Emesis is an evolutionary reflex designed to protect the body from ingested toxins. Many treatments, including chemotherapeutic agents, to varying degrees, are also felt to be toxins by the body and can elicit an immediate or delayed reaction involving nausea and vomiting. Chemotherapy-induced nausea and vomiting (CINV) is a common side effect of many anticancer therapies and significantly reduces patient quality of life [1]. CINV can also lead to treatment interruption, dose reduction, and early discontinuation, which compromise the effectiveness of these therapies and negatively impacts long-term patient outcomes. Significant gains in the prevention and management of CINV have emerged over the last two decades. Without antiemetic prophylaxis, more than 90% of patients receiving highly emetogenic chemotherapy (HEC) are at risk for emesis [2, 3]. In contrast, a recent meta-analysis of clinical trials investigating modern-day antiemetic therapy in patients receiving HEC showed rates of vomiting and significant nausea ranging from approximately 10 to 40% [4]. The achievements in CINV prophylaxis are reflected in a worldwide online survey conducted by the American Society of Clinical Oncology (ASCO) in 2014, in which antiemetic therapy was voted one of the “Top 5 Advances in Modern Oncology” [5].

From a patient’s perspective, even a short duration of nausea or a few vomiting events can be very troublesome and represent an unacceptable outcome. Thus, the goal for CINV management should be complete control of both nausea and vomiting, an achievement that remains elusive for many patients. CINV is classified into five main types: acute, delayed, breakthrough, anticipatory, and refractory [1]. Events occurring within 24 h following chemotherapy administration are considered acute and often peak at 5 to 6 h post-chemotherapy. Delayed CINV occurs on days 2 to 5, and sometimes beyond due to disruption of normal small bowel peristalsis, and has historically been more difficult to prevent. Despite appropriate prophylactic treatment, some patients experience breakthrough CINV during chemotherapy or refractory CINV in subsequent cycles of therapy and require more aggressive antiemetic therapy. Anticipatory CINV is perhaps the most challenging class to address and occurs as a conditioned response resulting from a negative experience with CINV in previous cycles of chemotherapy. Environmental cues, such as the sights and smells of the clinic, and patient anxiety can also contribute to anticipatory CINV.

Important advances in the last 25 years have revolutionized the prevention and management of CINV, allowing patients to complete their chemotherapy course and continue their daily activities. However, CINV remains a substantial clinical challenge and unmet needs persist, as discussed by Dr. Matti Aapro in the first article of this supplement.
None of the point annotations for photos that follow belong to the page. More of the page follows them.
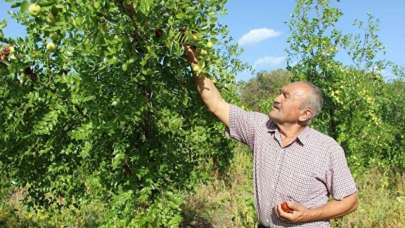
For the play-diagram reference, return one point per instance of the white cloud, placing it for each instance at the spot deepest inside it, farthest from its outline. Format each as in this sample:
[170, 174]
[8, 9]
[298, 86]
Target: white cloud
[257, 35]
[269, 61]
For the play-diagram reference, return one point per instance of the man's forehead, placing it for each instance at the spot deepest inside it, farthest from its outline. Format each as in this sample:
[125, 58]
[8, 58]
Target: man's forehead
[296, 88]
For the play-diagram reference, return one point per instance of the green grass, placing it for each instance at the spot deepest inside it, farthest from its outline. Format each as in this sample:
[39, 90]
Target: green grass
[228, 201]
[225, 201]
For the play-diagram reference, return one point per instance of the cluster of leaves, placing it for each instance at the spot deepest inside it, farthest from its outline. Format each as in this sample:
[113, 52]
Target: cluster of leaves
[99, 102]
[259, 92]
[359, 103]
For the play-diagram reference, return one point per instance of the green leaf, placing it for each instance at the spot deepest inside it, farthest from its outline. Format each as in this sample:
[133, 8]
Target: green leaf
[24, 6]
[145, 6]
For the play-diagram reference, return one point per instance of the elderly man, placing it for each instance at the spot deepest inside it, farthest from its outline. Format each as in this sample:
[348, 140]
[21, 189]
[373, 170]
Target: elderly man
[296, 168]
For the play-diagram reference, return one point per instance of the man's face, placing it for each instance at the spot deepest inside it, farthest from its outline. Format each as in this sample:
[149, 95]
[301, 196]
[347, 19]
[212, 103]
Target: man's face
[287, 107]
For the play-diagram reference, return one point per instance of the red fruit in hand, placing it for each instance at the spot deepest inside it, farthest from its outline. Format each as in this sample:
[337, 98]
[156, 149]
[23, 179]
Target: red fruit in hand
[286, 208]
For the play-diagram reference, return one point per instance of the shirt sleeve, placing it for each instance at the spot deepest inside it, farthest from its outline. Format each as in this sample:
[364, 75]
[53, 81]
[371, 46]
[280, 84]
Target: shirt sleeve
[340, 182]
[242, 124]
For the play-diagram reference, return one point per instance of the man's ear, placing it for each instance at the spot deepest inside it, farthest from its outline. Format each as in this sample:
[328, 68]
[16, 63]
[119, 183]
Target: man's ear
[306, 115]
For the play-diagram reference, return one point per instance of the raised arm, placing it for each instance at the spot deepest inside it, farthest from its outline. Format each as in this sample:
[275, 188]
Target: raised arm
[208, 91]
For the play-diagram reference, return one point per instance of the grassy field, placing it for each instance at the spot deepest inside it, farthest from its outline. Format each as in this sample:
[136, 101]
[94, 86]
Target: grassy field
[225, 201]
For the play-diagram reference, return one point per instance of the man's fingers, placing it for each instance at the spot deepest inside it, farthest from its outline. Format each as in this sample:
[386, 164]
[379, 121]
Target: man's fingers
[190, 53]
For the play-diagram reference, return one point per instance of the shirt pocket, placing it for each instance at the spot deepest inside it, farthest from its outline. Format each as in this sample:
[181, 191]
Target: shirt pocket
[296, 187]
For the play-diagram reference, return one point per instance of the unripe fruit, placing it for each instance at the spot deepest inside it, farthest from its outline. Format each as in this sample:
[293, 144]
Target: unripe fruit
[196, 68]
[50, 46]
[34, 9]
[194, 37]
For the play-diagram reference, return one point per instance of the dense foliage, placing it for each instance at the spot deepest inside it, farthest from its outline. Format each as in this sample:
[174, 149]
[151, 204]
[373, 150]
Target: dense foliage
[101, 124]
[358, 99]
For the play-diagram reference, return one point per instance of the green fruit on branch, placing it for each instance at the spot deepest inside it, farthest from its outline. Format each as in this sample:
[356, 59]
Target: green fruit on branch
[203, 52]
[196, 68]
[50, 46]
[34, 9]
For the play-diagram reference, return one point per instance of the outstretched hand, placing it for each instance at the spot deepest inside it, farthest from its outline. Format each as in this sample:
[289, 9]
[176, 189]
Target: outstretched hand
[191, 54]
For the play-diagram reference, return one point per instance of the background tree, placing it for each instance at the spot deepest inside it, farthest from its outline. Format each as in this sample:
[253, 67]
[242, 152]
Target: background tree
[355, 95]
[98, 103]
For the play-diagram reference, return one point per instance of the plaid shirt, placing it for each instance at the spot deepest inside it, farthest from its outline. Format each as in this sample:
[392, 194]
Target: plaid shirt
[306, 171]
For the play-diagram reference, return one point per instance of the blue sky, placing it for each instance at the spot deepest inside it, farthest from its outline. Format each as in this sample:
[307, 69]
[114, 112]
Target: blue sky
[258, 26]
Current prevention and management of CINV is informed by a number of consensus guidelines, which are continuously updated to reflect the evolution in this area of supportive care [2, 6, 7]. In the second article, Dr. Mark Clemons will highlight important updates to current CINV guidelines and discuss emerging risk prediction models seeking to improve the individualization of antiemetic therapy. Dr. Lee Schwartzberg will then provide an overview of recent clinical trial data focused on the different classes of antiemetic therapy and how these agents impact the CINV landscape. Lastly, Dr. David Warr will provide expert insights into two challenging clinical scenarios in CINV to emphasize the important factors to consider when selecting optimal antiemetic prophylaxis and managing breakthrough CINV.